Deutlich mehr als 50 Prozent der kurzzeitig Arbeitslosen verfügten im Juli 2023 über keine abgeschlossene Berufsausbildung, bei den Langzeitarbeitslosen waren es sogar mehr als 60 Prozent.

Gleichzeitig gibt es nur wenige offene Stellen für entsprechend Geringqualifizierte. Gesucht werden stattdessen vornehmlich Fachkräfte (siehe: „Fachkräftelücke trotz Arbeitslosigkeit: Wie passt das zusammen?„).

Doch selbst eine abgeschlossene Berufsausbildung genügt oft nicht, um beruflich auf der sicheren Seite zu sein. Denn längst nicht jede qualifizierte Fachkraft ist gleichermaßen gefragt. So konkurrieren in Deutschland beispielsweise jeweils 25 arbeitslose Fachkräfte der Musikpädagogik um eine gemeldete offene Stelle, wohingegen jeder arbeitslose Mechatroniker hierzulande rein rechnerisch aus fünf Arbeitsplatzangeboten wählen kann.

Die Idee, Jobsuchende einfach beruflich weiterzubilden, ist indes nur bedingt erfolgversprechend. Schließlich muss die Weiterbildung zu den individuellen Neigungen und Fähigkeiten der Person passen.

Für kurzzeitig Arbeitslose funktioniert das besser als für Langzeitarbeitslose:

Sechs Monate nach Abschluss einer Weiterbildung hatten 70 Prozent der einstigen Empfänger von Arbeitslosengeld einen neuen Job gefunden, aber lediglich 39 Prozent der Langzeitarbeitslosen, die Bürgergeld beziehen.
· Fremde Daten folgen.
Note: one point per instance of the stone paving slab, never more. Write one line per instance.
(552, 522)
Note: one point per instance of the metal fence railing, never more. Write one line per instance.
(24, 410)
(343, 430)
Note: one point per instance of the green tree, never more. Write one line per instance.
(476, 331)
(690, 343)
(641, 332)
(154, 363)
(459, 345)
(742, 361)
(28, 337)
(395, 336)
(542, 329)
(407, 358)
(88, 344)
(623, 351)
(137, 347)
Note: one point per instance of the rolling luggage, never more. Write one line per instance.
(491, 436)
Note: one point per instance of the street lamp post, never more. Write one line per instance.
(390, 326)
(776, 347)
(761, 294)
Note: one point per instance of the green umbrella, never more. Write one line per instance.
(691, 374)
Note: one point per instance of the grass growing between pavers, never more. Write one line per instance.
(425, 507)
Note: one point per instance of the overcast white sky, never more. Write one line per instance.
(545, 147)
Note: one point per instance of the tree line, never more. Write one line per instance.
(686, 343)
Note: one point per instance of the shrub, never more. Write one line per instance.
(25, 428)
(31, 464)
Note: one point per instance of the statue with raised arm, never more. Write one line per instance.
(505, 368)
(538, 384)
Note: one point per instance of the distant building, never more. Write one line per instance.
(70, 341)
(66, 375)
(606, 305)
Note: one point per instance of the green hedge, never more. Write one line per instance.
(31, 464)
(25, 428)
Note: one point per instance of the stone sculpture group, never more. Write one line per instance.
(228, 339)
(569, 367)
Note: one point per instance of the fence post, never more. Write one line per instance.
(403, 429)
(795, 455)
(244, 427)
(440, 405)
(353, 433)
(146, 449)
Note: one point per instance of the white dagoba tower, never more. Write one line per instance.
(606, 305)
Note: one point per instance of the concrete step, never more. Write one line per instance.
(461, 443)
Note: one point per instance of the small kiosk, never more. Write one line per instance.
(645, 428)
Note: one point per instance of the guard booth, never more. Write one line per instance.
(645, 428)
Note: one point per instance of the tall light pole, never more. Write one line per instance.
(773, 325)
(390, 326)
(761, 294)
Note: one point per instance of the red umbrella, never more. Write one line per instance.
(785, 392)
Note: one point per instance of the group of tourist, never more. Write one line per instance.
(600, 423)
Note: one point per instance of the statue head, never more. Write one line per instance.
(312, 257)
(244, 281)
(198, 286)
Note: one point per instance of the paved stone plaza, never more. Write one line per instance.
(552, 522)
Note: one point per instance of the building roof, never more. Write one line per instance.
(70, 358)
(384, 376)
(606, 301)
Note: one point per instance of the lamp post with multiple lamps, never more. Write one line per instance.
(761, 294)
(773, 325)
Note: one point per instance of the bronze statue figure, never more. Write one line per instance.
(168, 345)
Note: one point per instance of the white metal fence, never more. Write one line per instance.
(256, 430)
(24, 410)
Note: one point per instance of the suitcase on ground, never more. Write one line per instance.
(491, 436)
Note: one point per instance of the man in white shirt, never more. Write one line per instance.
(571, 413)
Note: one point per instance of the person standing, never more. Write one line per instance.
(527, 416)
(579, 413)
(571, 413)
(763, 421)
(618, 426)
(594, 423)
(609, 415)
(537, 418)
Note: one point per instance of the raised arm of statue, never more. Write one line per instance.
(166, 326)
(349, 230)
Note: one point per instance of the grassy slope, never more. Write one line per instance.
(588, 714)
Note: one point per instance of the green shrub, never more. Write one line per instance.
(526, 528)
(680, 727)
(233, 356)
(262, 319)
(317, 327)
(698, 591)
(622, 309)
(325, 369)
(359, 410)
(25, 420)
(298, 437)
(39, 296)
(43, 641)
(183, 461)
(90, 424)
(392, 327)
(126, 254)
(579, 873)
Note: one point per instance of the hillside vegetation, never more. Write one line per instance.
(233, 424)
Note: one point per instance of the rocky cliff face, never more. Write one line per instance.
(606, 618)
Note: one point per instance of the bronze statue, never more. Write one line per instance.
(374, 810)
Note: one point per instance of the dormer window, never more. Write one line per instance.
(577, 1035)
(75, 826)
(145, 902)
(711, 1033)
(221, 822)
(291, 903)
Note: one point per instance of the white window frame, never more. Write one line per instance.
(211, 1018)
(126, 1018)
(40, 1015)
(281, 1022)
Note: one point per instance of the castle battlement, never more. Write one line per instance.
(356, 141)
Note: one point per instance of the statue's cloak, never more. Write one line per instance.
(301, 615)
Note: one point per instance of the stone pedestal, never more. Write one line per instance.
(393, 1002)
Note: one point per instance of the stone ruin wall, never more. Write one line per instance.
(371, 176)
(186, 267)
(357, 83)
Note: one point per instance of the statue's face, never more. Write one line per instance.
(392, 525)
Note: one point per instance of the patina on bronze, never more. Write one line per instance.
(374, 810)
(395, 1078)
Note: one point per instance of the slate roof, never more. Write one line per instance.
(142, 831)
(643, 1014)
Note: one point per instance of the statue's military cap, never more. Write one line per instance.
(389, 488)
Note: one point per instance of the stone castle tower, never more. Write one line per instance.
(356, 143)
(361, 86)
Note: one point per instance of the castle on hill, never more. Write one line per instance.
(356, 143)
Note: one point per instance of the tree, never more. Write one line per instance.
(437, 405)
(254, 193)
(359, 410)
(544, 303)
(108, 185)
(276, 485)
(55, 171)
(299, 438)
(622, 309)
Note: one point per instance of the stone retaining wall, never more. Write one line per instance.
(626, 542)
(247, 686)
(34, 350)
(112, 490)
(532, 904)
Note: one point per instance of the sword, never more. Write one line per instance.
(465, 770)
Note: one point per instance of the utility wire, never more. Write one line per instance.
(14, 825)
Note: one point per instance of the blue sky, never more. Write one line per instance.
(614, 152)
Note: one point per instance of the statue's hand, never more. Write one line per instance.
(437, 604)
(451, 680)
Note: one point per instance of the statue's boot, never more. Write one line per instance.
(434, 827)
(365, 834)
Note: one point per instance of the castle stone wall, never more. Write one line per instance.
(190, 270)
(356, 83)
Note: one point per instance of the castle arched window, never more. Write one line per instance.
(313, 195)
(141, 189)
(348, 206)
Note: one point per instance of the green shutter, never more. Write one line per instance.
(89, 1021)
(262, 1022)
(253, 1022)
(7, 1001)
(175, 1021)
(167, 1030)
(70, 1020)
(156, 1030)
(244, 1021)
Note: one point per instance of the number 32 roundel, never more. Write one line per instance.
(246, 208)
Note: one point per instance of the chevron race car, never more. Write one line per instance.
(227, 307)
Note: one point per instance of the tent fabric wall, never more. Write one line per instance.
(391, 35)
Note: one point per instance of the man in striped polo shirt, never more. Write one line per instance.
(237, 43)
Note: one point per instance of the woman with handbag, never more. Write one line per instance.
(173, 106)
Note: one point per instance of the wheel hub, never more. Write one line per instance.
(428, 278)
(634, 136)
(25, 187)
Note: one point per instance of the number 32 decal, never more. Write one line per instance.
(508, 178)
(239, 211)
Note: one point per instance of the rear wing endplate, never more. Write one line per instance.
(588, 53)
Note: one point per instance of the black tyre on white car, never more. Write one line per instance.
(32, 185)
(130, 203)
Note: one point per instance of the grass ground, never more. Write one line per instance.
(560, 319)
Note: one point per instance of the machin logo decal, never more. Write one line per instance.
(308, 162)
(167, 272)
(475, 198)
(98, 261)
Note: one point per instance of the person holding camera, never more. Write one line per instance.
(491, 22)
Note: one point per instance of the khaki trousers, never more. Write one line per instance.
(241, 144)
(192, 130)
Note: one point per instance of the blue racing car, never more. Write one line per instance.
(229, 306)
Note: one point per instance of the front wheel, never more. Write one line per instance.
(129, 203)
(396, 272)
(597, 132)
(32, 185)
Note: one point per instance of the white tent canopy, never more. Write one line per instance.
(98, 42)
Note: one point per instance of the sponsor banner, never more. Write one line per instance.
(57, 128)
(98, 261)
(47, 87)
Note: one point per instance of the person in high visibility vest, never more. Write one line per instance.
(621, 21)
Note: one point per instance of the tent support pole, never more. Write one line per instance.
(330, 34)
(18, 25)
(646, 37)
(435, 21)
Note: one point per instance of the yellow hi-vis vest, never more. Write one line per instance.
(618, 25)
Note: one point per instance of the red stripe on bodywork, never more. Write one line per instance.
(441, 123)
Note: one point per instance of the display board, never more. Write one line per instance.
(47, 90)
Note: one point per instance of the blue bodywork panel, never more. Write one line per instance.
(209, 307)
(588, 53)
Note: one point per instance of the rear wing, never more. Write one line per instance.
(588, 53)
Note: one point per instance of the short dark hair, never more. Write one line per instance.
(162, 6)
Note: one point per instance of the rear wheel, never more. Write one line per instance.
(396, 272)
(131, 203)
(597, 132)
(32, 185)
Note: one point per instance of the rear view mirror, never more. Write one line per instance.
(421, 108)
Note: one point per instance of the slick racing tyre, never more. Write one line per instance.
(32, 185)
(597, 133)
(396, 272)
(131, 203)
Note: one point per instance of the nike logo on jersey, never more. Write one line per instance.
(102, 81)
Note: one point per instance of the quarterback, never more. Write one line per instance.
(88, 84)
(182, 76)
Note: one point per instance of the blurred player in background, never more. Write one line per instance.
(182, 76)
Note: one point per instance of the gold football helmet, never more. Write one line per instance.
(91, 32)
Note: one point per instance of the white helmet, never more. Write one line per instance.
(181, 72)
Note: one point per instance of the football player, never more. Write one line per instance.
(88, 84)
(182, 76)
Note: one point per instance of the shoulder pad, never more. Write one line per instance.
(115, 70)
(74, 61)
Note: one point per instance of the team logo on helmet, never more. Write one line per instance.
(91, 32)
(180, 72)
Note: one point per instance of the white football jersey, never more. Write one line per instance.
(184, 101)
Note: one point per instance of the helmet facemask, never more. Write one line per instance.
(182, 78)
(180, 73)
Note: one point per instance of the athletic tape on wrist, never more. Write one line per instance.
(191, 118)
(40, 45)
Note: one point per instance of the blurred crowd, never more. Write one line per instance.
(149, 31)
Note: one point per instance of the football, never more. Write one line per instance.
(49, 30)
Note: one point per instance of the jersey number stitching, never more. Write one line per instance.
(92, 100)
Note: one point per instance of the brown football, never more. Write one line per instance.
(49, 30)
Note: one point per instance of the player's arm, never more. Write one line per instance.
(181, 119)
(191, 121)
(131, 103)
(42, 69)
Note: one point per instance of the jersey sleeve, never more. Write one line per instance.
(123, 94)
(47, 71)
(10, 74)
3.) Mismatch. Im Sommer 2023 konkurrierten in Bayern rechnerisch 16 Arbeitslose um nur zehn gemeldete offene Stellen, in Berlin waren es dagegen 94. Dieses Beispiel zeigt, dass es ein erhebliches Mismatch zwischen Arbeitslosen und offenen Stellen gibt – schon die generelle Arbeitslosigkeit unterscheidet sich zwischen Bundesländern und selbst zwischen Kreisen massiv.

Während die Problematik bei Fachkräften insgesamt gar nicht so groß ist, ist sie bei Helfern umso gravierender – so kamen in Bayern im Juli dieses Jahres 36 Helfer auf je zehn passende Jobs, in Berlin waren es sogar 256.

Verringern könnte den regionalen Mismatch ein Umzug der Arbeitsuchenden dorthin, wo Personal benötigt wird. Doch das ist leichter gesagt als getan: Erstens sind viele Menschen in ihrem Umfeld sozial und kulturell verankert. Zweitens führt der oft zu erwartende eher geringe Verdienst am neuen Standort dazu, dass sich der Umzug schlicht nicht lohnt.

4.) Vermittlungshemmnisse. Bei der Frage, weshalb Arbeitslosigkeit trotz Arbeitskräftemangel Bestand hat, dürfen individuelle Vermittlungshemmnisse nicht unterschlagen werden. Häufig gibt es sogar gleich mehrere. Das gilt gerade für Langzeitarbeitslose.

Zu den Vermittlungshemmnissen gehören beispielsweise das fortgeschrittene Alter der Arbeitslosen oder gesundheitliche Einschränkungen. So sind 31 Prozent der Langzeitarbeitslosen älter als 55 Jahre – unter allen Erwerbsfähigen gilt das nur für 26 Prozent.

Hinzu kommt, dass bei langer Arbeitslosigkeit soziale Kompetenzen verlernt werden können – Pünktlichkeit zum Beispiel. Auch externe Widrigkeiten, wie die unzureichende Kinderbetreuung für Alleinerziehende, erschweren den Wiedereintritt in den Arbeitsmarkt. Gleiches gilt, wenn jemand alkohol- oder drogenabhängig ist oder hoch verschuldet.

Weil die Problemlagen und Hindernisse für eine Arbeitsaufnahme so individuell sind, braucht es auch individuelle Ansätze für die Wiedereingliederung – es gibt keine Patentlösung.